Mice Get Human Breasts
cavehobbit writes "Nature.com reports: Lab mice have grown tissue more usually confined to a bra - lumps of human breast. The growths should help researchers work out how cancer develops. My only question is: Will Logitech or Microsoft be first to market...."
And once again, boobies fuel research.
VCRs, DVDs, high-speed internet... and now boob-laden mice. What'll they think of next?
Obviously this is Eisner's last, desperate attempt to make Disney more popular...
"Freedom means freedom for everybody" -- Dick Cheney
Apple would make one with only one nipple and the rest of you would be up in arms about it! ;)
I watched C-beams glitter in the dark near the Tannhauser gate.
An interesting concept: since mouse breast cancer is sufficiently different from human breast cancer that the efficacy of the research is limited, make the breasts on the mouse more human so that the resulting cancer is more human... Basically the mouse -- or any other lab animal for that matter -- becomes the host for a human emulation layer for studying disease.
Is it just me, or does this makes make anyone else think of the WINE project: create a more Windows-like "tissue mass" on Linux in order to grow/study the cancer on a different platform...
With a soft breast-shaped mouse, we could teach half the population to be skilled computer users!
Straight males, lesbians, etc.
Just think of all those "Joe Users" just looking for a reason to click on one more thing, to mouse around just a bit more. They'd learn every single menu item in every app on their PC!

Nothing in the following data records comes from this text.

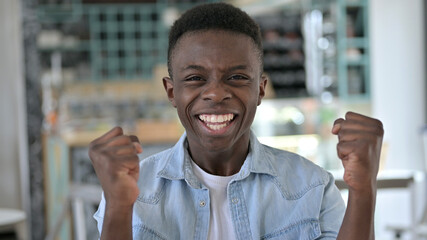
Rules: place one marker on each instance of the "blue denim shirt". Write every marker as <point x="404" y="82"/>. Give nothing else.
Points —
<point x="275" y="195"/>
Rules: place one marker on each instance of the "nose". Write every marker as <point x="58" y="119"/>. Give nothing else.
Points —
<point x="216" y="91"/>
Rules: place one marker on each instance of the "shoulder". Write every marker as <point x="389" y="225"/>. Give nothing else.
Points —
<point x="296" y="175"/>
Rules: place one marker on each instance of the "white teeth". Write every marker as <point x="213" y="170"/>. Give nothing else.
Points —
<point x="217" y="126"/>
<point x="212" y="118"/>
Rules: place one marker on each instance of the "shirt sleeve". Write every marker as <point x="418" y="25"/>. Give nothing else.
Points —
<point x="332" y="211"/>
<point x="99" y="214"/>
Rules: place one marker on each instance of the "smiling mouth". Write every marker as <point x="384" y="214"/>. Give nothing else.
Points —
<point x="216" y="121"/>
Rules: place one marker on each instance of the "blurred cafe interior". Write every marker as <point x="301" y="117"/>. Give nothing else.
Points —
<point x="70" y="70"/>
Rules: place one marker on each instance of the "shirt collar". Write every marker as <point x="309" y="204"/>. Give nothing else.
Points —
<point x="178" y="162"/>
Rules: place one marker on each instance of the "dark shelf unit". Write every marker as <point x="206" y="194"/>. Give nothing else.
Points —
<point x="283" y="47"/>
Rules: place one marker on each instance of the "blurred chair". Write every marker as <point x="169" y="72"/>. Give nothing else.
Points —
<point x="418" y="230"/>
<point x="13" y="219"/>
<point x="78" y="195"/>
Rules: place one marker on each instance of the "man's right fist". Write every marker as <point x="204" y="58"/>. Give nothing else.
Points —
<point x="114" y="157"/>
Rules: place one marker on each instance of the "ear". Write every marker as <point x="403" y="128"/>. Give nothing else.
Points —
<point x="262" y="85"/>
<point x="168" y="85"/>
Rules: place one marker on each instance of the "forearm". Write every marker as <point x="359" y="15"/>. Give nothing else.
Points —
<point x="117" y="223"/>
<point x="358" y="222"/>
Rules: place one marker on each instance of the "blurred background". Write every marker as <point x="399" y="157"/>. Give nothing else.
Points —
<point x="72" y="69"/>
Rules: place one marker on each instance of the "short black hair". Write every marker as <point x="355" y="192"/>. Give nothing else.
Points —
<point x="214" y="16"/>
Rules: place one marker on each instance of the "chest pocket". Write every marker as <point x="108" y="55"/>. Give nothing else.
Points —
<point x="144" y="233"/>
<point x="308" y="229"/>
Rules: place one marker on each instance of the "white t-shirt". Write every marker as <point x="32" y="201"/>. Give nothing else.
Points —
<point x="220" y="224"/>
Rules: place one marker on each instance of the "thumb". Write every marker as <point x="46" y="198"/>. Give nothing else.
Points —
<point x="136" y="143"/>
<point x="337" y="126"/>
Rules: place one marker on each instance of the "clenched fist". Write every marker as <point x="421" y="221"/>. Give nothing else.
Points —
<point x="114" y="157"/>
<point x="359" y="147"/>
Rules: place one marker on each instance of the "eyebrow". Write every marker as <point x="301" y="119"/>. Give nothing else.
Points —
<point x="233" y="68"/>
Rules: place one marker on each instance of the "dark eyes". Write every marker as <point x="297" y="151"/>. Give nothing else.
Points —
<point x="238" y="77"/>
<point x="233" y="77"/>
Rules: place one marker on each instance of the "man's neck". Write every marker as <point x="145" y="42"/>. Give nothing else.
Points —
<point x="226" y="162"/>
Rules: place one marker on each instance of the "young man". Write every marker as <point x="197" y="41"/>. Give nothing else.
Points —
<point x="218" y="181"/>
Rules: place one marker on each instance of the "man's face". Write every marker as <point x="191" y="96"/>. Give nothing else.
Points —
<point x="216" y="87"/>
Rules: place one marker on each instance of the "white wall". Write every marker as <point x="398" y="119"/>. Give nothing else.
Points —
<point x="13" y="159"/>
<point x="398" y="81"/>
<point x="398" y="99"/>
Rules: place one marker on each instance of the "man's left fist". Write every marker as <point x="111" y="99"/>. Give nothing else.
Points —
<point x="359" y="147"/>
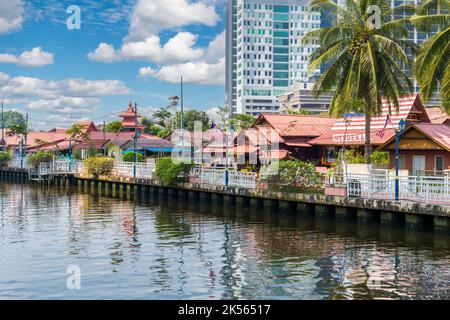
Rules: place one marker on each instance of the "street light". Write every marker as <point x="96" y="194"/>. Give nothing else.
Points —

"Son, why don't you go play on the internet some more."
"OK Ma, But I've already finished it once."
Heck, I want one myself!
The new office catch-phrase: "Sorry, been mousing around, can't stand up for awhile.
Operator, give me the number for 911!
...a titmouse was a bird.
The corollary I was raised on:
The leading cause of cancer in rats is research.
You've left the lens cap on your brain again, haven't you Pinky?
Ah, yes, this is a very insightful post. Especially considering that you didn't say a thing.
The same thing we do every night, Pinky. Stay in the cage and fondle ourselves.
Breast cancer hits one in eight women at some time in their life. One in eight! That's a frightening prospect, yet this is the risk that faces our mothers, sisters, wives, and daughters.
This new tissue transplant procedure in mouse provides what, up until now, has not been available... living human breast tissue on which to experiment.
Despite massive funding of breast cancer research over the past 20+ years, we still know very little about the cellular mechanism by which breast cancer takes hold. I'd say this new procedure is a move in the right direction and gives the female population new hope.